Megiddo is an “artificial hill,” called a tel. It looks like a hill because over centuries many cities built on top of the ruins of previous cities. “Why did they build on top of previous cities?” asked ignorant me. Someone said, “They didn’t have bulldozers back then.” Duh. In fact, archaeological digs in the 20th century determined that close to 30 civilizations have existed in this place over the millennia.
There are many horse stables among the ruins of Megiddo. Solomon stationed an army of charioteers there.
Megiddo also includes an impressive well, dug out of the rock, which went deep underneath city. In fact, the city was abandoned a few centuries before Christ because the water ran out. Today, we made a steep descent into the well, which you can see below.
After lunch in Megiddo, we went to Nazareth, where we saw the Church(es) of Annunciation, built on the alleged places at which Gabriel announced that Mary would give birth to the Messiah. Where exactly that was depends on whether you ask Catholic or Orthodox Christians. They each have a respective church. The Catholic church sits atop a cave where Mary supposedly lived. We could peer down into it, but we couldn’t go in because a Mass was going on.
The Orthodox church sits atop a well, at which Mary was supposedly drawing water when Gabriel appeared. To me, the controversy isn’t important. Nazareth, in the first century, was a very small town of 200 people. This was very likely a well that Mary visited. And if she didn’t live in this cave, she likely lived very near here.
More interesting was the old synagogue in Nazareth. It’s now part of a church, but the floor and steps date to the first century. (See pictures below.) For this reason, it’s likely that Jesus walked on this floor and ascended these steps when this event from Luke 4 took place:
When he came to Nazareth, where he had been brought up, he went to the synagogue on the sabbath day, as was his custom. He stood up to read, and the scroll of the prophet Isaiah was given to him. He unrolled the scroll and found the place where it was written:
‘The Spirit of the Lord is upon me,
because he has anointed me
to bring good news to the poor.
He has sent me to proclaim release to the captives
and recovery of sight to the blind,
to let the oppressed go free,
to proclaim the year of the Lord’s favour.’
Finally, we went to Cana of Galilee, where Jesus performed his first miracle at a wedding in John 2. The following is a picture of a stone jar like the ones described in the gospel. It was used to hold water for all household tasks—cooking, cleaning, and drinking. Would you have imagined it would have been that large? That must have been some party!

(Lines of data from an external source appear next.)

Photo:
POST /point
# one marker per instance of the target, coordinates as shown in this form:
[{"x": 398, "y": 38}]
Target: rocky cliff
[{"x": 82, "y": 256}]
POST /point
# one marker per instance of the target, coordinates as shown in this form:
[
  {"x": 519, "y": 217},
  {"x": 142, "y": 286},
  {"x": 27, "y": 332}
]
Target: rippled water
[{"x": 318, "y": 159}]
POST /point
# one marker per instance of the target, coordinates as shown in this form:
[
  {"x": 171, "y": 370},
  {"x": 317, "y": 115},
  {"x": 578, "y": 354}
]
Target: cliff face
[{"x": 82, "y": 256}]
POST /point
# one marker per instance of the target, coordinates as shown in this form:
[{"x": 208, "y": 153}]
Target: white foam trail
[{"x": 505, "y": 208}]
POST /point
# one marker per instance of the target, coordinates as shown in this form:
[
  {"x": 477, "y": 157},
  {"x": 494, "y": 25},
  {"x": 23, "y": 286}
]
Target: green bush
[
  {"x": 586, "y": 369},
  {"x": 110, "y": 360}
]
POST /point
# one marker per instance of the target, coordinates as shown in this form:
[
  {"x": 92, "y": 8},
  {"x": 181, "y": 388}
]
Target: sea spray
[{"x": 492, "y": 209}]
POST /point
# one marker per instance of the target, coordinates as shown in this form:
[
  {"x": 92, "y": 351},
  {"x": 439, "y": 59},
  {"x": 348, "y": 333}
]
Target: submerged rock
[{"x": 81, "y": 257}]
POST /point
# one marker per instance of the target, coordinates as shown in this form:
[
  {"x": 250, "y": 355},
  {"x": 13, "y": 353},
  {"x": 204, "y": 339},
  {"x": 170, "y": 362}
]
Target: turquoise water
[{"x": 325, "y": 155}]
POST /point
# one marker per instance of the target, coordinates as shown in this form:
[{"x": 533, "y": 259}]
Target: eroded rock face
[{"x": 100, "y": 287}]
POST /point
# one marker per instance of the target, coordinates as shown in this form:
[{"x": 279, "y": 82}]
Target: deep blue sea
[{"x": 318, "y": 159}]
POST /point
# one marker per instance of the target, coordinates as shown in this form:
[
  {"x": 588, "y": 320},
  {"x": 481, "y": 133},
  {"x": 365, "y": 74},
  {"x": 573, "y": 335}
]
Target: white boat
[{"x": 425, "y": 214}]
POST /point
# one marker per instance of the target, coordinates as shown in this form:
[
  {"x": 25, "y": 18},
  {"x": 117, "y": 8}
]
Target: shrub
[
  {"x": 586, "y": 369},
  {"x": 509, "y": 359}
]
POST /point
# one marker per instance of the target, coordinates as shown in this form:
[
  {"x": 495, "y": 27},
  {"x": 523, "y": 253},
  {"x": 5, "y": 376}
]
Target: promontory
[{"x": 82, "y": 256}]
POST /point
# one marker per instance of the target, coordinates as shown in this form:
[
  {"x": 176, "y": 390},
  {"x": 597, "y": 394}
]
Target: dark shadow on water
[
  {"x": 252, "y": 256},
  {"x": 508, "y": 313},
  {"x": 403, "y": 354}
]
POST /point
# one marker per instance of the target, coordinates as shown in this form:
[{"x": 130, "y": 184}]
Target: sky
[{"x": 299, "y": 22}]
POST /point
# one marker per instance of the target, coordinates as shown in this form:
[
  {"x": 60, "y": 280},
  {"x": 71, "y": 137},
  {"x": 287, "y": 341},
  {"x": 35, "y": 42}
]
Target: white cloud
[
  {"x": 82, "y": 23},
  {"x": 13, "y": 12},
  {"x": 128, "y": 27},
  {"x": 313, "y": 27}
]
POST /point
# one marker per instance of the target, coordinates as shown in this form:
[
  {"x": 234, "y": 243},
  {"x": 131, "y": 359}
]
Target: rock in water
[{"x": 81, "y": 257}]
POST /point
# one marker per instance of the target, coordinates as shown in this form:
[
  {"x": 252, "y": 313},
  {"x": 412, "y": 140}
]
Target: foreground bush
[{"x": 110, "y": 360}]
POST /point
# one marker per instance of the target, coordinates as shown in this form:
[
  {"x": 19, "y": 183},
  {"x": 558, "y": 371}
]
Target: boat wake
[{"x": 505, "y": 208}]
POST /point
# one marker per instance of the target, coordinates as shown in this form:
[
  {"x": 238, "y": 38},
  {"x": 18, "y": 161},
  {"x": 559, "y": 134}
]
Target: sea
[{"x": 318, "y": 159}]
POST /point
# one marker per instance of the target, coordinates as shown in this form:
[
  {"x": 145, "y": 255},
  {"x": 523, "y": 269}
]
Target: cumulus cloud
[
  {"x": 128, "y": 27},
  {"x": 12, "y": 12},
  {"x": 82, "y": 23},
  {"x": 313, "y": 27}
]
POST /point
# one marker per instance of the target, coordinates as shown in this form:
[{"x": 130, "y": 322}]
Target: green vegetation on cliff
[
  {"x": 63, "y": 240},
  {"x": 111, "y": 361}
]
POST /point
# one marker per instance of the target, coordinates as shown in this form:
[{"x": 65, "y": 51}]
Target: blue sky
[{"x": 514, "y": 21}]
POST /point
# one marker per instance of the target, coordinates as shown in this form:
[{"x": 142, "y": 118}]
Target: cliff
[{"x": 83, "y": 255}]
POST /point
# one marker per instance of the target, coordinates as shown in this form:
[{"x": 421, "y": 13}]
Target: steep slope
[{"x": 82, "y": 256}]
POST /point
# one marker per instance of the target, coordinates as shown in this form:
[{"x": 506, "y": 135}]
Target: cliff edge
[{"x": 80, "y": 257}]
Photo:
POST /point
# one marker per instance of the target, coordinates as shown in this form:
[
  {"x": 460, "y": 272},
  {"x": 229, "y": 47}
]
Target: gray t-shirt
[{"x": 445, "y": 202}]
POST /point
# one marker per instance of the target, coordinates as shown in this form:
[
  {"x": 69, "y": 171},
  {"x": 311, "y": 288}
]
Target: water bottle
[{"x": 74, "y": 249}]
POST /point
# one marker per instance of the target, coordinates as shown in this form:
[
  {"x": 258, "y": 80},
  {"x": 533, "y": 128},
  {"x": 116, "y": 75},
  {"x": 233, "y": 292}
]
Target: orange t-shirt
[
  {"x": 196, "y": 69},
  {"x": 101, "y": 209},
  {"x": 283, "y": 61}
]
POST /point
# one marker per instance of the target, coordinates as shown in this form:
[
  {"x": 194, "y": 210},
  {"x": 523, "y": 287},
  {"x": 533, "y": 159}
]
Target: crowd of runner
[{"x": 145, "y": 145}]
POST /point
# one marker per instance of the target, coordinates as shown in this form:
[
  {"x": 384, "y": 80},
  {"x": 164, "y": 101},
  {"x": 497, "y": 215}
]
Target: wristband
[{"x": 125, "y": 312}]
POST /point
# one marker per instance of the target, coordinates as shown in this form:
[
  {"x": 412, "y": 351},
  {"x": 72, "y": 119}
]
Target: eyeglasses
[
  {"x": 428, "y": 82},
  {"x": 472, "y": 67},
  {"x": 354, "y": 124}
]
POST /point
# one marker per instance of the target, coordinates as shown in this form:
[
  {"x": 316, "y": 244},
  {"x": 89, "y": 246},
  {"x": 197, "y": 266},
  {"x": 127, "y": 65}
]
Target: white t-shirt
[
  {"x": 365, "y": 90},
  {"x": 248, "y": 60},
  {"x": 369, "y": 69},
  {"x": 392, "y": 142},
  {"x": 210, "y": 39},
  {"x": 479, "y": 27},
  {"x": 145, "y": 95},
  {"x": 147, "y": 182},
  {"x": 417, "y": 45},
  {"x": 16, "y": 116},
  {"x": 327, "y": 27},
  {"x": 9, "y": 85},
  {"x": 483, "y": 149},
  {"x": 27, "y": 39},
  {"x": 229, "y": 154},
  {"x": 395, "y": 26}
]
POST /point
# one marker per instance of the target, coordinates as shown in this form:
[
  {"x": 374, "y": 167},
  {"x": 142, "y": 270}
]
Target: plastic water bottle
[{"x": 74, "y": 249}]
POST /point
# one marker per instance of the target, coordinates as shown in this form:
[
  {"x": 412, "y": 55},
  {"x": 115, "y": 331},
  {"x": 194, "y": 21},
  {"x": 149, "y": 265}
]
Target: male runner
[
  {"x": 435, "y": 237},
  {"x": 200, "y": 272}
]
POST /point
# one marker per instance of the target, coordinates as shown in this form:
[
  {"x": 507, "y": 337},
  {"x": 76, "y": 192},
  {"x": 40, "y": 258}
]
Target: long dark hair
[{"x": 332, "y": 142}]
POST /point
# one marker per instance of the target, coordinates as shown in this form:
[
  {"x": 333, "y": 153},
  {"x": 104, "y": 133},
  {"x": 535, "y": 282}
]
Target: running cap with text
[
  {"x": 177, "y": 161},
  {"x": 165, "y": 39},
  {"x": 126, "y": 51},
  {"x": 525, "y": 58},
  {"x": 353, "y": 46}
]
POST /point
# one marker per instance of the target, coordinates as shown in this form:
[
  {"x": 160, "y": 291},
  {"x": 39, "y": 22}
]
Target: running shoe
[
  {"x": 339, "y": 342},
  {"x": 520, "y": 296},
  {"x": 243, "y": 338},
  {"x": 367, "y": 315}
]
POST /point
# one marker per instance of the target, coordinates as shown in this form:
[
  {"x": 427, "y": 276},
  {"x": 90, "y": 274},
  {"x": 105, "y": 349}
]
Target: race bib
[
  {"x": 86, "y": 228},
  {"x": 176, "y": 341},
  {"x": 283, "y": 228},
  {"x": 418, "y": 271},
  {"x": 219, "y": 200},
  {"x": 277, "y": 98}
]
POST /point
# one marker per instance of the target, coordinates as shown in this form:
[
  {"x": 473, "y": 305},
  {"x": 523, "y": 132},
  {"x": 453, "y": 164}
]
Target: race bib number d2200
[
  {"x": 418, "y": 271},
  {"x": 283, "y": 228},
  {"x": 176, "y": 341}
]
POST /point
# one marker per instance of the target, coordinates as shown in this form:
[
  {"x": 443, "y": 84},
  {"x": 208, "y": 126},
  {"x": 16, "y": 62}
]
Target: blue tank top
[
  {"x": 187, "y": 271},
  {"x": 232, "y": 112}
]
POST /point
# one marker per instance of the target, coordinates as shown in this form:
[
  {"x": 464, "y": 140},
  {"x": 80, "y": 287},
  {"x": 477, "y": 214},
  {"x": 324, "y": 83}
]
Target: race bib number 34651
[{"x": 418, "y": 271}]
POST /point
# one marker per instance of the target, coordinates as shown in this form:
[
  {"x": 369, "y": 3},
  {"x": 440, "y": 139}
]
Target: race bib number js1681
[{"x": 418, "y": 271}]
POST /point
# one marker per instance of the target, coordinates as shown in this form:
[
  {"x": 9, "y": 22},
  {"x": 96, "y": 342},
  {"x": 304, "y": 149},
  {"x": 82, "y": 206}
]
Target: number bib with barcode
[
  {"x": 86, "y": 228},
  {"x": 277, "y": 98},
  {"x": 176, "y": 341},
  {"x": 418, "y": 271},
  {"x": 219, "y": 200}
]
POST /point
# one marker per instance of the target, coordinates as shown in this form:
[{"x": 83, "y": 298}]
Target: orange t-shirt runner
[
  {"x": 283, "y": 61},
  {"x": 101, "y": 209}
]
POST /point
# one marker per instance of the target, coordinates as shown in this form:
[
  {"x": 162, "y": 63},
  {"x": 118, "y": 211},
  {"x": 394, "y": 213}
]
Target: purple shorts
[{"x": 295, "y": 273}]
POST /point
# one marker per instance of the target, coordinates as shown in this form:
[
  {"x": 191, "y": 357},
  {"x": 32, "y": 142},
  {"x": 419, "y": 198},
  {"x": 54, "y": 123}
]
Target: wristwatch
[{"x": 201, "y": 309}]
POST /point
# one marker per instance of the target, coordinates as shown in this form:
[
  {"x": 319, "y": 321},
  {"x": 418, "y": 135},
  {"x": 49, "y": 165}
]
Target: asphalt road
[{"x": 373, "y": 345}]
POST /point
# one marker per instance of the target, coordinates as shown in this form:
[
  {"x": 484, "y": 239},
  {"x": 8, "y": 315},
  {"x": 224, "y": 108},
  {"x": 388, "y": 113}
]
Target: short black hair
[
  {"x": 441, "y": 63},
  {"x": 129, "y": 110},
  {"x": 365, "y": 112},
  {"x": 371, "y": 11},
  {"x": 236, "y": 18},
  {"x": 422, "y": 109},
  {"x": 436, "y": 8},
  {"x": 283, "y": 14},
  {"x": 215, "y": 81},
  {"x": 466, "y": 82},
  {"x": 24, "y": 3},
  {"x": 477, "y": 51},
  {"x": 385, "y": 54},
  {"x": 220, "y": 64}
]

Before leaving Cana, Jimmy, our tour guide, stopped at a bakery and bought a box of freshly baked apple pastries to celebrate my birthday. They were still warm!
Back at the hotel, we Gentiles learned the meaning of “Sabbath elevators.” In order to prevent an Orthodox Jew from needing to push an elevator button, the elevator automatically stops at every floor in both directions—until Sabbath ends on Saturday evening. Can you imagine? After we made the mistake of boarding the elevator once this evening, we took the stairs.